One of the great medical issues of our times, unlike what most people, including medical men, think, is not H1N1 or the set of loonies killing people in the Middle East, but antibiotic resistance.
Antibiotic resistance happens when bacteria mutate to become resistant to the drugs used to treat the infections they cause. This has been a problem for many years but the process is accelerating. Modern medicine is utterly dependent on antibiotics. Think what would happen if we did not have antibiotics to treat abscesses, ear infections, pneumonia, TB, urinary tract infections and other more serious bacterial infections.
Statistics show that the introduction of antibiotics in 1936 caused deaths in the US to fall by 220 per 100,000 within 15 years. All other medical technologies combined over the next 45 years reduced deaths by only 20 per 100,000 people.
The only comparable medical advance was the introduction of oral rehydration therapy for cholera and other diarrhoeal diseases in 1976, called by the British Medical Journal The Lancet as "potentially the most important medical advance of this century."
Two years ago England's chief medical officer stated that "the rise in antibiotic resistance is comparable to the threat of global warming." As usual most people shrugged their shoulders. We are accustomed to alarmist announcements from governments. The oil reserves gone in 10 years? Chu fat! There is no forex? Chu fat! Corruption? Steups!
However, this week we got some really, really bad news about antibiotics. Now antibiotics is not news in T&T. Every hard-back Trini knows about antibiotics. Even though antibiotics only destroy bacteria, we use them against everything from pregnancy to pachydermoperiostosis, mad blood to muscle spasm.
Antibiotic is what you use when "yuh toenail buss or you has a cole!" Flu is joke for Trini antibiotic! "Oneadem red and yellow capsule and you good to go." Everybody know about amoxil and everybody know some pharmacist who will sell you a couple capsules under the counter.
Don't even mention sulfa drugs, freely available OTC. Some will have heard about Augmentin, now "dat is antibiotic fadder! Kill anyting! Clean out you body and make you a new man."

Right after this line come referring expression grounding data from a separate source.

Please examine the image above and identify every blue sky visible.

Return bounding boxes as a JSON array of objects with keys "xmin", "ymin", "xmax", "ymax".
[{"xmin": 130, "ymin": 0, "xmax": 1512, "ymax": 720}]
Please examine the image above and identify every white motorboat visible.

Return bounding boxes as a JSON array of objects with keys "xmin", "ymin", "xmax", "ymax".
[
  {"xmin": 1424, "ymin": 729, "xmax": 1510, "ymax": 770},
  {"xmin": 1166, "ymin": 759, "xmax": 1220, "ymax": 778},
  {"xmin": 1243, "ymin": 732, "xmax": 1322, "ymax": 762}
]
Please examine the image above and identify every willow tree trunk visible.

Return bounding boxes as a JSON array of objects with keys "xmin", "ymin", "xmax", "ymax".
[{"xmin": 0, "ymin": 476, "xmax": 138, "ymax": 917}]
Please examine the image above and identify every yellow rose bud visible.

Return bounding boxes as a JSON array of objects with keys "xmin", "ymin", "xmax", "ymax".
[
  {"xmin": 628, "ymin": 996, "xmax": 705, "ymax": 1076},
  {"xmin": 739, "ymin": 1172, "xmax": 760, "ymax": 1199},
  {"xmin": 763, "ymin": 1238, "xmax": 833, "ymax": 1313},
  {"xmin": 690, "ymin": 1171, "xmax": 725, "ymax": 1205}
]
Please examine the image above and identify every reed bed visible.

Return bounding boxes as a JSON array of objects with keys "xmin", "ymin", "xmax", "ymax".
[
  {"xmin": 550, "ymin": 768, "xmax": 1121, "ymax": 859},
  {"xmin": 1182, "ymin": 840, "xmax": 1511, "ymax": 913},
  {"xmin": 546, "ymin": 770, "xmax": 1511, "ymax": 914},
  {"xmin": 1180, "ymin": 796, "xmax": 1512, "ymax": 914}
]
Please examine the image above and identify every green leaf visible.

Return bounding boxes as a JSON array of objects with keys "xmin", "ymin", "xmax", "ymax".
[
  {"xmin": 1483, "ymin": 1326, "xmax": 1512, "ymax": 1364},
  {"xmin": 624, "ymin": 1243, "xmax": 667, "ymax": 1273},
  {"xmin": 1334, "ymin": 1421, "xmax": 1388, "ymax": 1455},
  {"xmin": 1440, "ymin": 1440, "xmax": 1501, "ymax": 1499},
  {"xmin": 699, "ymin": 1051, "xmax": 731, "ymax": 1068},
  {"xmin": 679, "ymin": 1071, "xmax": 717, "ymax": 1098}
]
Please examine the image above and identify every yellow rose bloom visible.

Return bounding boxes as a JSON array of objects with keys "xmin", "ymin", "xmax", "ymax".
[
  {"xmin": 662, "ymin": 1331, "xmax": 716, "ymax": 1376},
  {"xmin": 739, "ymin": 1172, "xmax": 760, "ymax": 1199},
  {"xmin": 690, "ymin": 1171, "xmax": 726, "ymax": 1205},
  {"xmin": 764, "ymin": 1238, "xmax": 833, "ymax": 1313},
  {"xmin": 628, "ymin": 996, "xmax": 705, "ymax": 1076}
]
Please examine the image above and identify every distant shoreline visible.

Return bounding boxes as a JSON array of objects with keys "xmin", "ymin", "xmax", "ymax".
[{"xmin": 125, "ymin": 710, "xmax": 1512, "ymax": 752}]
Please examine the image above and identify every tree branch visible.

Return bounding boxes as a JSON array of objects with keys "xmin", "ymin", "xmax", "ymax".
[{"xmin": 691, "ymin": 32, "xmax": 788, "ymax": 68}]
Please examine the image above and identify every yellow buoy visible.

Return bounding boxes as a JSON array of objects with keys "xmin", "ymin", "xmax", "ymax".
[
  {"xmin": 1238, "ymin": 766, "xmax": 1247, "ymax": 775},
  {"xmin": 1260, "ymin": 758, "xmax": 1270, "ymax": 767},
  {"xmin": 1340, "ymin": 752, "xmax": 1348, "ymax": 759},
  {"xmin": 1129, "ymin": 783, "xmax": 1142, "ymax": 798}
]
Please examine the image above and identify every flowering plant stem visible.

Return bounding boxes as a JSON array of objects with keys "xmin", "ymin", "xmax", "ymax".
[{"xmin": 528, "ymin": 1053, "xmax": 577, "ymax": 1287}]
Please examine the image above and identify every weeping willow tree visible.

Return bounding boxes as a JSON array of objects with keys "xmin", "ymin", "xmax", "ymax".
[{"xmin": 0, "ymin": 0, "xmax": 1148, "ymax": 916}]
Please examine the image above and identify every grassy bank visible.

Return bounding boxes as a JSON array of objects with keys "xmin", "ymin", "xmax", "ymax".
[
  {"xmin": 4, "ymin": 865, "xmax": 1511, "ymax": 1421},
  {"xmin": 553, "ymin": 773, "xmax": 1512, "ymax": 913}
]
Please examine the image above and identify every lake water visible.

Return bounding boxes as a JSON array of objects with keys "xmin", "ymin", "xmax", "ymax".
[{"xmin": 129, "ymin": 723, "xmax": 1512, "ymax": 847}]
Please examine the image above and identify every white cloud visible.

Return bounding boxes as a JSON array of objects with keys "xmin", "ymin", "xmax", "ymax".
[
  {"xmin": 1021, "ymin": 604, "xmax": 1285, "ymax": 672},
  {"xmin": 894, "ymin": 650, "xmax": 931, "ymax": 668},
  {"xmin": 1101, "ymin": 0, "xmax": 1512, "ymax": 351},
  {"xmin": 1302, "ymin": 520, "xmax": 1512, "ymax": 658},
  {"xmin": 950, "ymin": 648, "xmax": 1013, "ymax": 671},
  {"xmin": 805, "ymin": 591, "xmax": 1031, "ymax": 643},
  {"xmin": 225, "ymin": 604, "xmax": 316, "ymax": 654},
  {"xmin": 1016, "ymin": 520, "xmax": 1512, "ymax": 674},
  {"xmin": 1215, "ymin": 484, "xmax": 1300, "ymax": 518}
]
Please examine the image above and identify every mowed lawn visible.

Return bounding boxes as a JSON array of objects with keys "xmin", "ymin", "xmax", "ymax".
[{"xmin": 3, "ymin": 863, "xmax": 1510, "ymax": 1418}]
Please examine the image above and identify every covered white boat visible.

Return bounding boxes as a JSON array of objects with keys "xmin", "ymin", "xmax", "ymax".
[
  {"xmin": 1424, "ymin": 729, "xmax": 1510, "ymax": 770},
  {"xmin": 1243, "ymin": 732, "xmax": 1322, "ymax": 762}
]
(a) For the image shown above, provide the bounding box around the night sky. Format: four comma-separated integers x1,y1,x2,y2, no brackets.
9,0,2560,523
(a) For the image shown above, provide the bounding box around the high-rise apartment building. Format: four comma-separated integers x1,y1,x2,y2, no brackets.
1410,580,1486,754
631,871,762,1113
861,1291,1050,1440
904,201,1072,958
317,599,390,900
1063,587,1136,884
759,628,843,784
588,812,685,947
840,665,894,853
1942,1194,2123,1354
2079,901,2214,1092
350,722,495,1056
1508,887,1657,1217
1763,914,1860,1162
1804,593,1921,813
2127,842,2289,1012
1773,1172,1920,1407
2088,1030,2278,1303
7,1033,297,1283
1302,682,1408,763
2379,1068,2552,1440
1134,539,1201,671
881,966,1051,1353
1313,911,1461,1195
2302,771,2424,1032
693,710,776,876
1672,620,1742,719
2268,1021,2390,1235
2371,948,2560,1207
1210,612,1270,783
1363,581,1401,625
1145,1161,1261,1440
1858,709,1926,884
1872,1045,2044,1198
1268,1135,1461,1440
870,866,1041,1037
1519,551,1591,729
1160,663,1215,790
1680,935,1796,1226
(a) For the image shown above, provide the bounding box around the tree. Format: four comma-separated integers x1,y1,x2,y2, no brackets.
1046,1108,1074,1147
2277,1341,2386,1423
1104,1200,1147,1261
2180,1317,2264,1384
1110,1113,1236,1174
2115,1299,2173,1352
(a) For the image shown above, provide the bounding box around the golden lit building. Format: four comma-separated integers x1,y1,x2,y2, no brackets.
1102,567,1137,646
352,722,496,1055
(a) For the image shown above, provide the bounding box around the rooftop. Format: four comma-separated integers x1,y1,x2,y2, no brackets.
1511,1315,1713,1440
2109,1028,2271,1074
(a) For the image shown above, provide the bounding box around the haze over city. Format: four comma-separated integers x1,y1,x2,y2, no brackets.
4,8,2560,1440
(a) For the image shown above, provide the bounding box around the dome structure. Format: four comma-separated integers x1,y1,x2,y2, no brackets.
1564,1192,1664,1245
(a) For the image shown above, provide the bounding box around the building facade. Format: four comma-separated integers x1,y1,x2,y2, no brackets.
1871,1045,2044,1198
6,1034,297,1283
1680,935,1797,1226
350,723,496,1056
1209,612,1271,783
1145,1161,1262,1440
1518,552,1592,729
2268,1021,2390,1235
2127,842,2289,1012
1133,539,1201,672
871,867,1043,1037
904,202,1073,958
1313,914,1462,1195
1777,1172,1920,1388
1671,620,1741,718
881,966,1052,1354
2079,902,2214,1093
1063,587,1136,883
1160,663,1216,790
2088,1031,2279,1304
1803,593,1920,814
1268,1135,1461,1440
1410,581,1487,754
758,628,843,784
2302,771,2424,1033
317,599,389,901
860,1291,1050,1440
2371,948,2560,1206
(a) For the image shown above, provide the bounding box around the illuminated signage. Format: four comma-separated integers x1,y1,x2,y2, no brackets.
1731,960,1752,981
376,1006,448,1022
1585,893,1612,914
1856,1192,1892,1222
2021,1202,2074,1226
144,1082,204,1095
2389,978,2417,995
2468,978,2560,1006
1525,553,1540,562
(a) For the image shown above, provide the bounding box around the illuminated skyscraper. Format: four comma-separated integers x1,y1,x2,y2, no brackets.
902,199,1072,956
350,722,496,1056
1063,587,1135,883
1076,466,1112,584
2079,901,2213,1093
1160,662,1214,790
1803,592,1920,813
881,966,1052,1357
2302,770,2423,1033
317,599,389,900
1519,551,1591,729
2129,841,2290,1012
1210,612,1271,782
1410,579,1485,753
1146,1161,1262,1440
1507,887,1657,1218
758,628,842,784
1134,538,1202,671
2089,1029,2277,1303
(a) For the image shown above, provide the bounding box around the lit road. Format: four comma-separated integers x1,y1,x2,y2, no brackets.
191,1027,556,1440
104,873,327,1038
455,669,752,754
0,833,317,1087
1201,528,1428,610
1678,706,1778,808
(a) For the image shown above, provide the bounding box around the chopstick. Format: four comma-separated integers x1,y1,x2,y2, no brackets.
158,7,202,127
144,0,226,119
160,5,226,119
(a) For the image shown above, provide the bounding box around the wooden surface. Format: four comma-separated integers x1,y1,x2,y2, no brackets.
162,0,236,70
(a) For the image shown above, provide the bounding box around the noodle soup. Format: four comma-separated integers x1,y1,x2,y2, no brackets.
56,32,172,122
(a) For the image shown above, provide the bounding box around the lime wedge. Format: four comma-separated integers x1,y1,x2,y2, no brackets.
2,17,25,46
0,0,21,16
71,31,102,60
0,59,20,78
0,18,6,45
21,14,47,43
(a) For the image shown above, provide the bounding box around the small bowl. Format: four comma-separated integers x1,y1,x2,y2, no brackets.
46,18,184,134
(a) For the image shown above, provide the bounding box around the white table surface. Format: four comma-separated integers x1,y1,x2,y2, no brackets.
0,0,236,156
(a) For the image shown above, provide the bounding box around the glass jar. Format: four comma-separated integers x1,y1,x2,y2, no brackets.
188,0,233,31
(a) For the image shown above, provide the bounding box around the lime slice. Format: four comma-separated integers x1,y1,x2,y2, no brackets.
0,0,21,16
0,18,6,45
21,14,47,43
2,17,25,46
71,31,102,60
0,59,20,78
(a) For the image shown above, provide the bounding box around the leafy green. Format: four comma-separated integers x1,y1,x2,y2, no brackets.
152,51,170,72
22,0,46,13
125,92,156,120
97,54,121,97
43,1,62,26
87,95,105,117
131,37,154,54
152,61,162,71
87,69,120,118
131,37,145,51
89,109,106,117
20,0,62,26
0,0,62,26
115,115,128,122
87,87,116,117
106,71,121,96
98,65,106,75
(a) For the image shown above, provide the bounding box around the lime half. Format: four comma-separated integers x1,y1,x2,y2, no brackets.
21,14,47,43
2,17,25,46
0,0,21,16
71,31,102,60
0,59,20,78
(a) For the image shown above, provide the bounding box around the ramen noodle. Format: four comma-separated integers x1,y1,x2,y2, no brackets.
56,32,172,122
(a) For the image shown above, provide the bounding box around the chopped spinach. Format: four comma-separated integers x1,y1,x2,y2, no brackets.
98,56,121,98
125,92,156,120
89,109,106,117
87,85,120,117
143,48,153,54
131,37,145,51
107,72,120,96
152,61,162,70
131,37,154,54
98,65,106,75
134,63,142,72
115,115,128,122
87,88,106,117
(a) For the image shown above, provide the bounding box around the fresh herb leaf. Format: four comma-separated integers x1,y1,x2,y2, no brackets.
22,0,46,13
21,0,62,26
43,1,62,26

Well, not really, eh? Precisely because of this lax attitude towards antibiotics in which we all, doctors, vets, pharmacists and other red-blooded Trinis partake, more and more bacteria have become resistant to antibiotics and this week the last antibiotic in the world that no bacteria had developed resistance to, became obsolete.
Colistin is the antibiotic that doctors use as a last resort to wipe out dangerous bacteria.
It's what is used in the Intensive Care Units of hospitals when everything else has failed.
Researchers in China have found that the E. coli bacteria not only has become resistant to colistin, but has developed a mechanism to transfer resistance to neighbouring bacteria which can then transfer that resistance to other types of bacteria which transfer it to another bacteria and on and on. The possibility now exists that some time in the near future, we may find that there are no antibiotics to treat, not only serious infections, but minor ones like cuts and abscesses and ear infections and red eye and gonorrhoea and so on. You know, the minor little things that give you a worry now and then.
At the same time it turns out that we are not the only people who just do not understand antibiotic resistance business. The English have just published a report that looked at what their people understand about antibiotics and how best to talk to them about the problem of resistance. Two things really stand out.
One, the interviewees don't know how antibiotics work. Most don't make a distinction between bacterial and viruses, let alone understand that antibiotics are useless for the latter. Instead, they gauge their need for antibiotics on the severity of their illness. If they feel really bad, if they aren't getting better, or if over-the-counter drugs aren't working, it's time for a prescription. A prescription reassures people, it's proof that their disease is treatable, doh mind it does not help. Ent?
Understanding antibiotic resistance is even worse. Almost everyone assumed that it's the person who becomes resistant to antibiotics, not the microbes. Well, it make sense, ent? If you take too much of something, your body could get used to it and build up a tolerance. Right? Wrong. This is a pretty serious misunderstanding. Some people might think that if they do not complete the course, once they start feeling better, they are less likely to become resistant. That increases the odds that a bacteria could become resistant to the antibiotic and pass on that resistance to another bacteria.
The problem is, the people who write and talk to the public, doctors, scientists, journalists and columnists are not doing a good job explaining this to the public.
So most Trinis don't think antibiotic resistance is relevant to us. They don't see their antibiotic-seeking behaviour as anything to be concerned about. Why should they change, someday the American scientists will find a solution.
It's time we talk clear. Everybody could understand. People, look what happening. 1) Bacteria getting stronger! 2) Antibiotics won't work anymore! 3) You could die! 4) We have three, four years before the E. coli reaches us here in T&T.
Will this approach work? Will people go against their nature?
Ho hum! Why this man gieing we dis news before Crismass, leh we drink ah rum oui! Rum does kill bacteria, ent?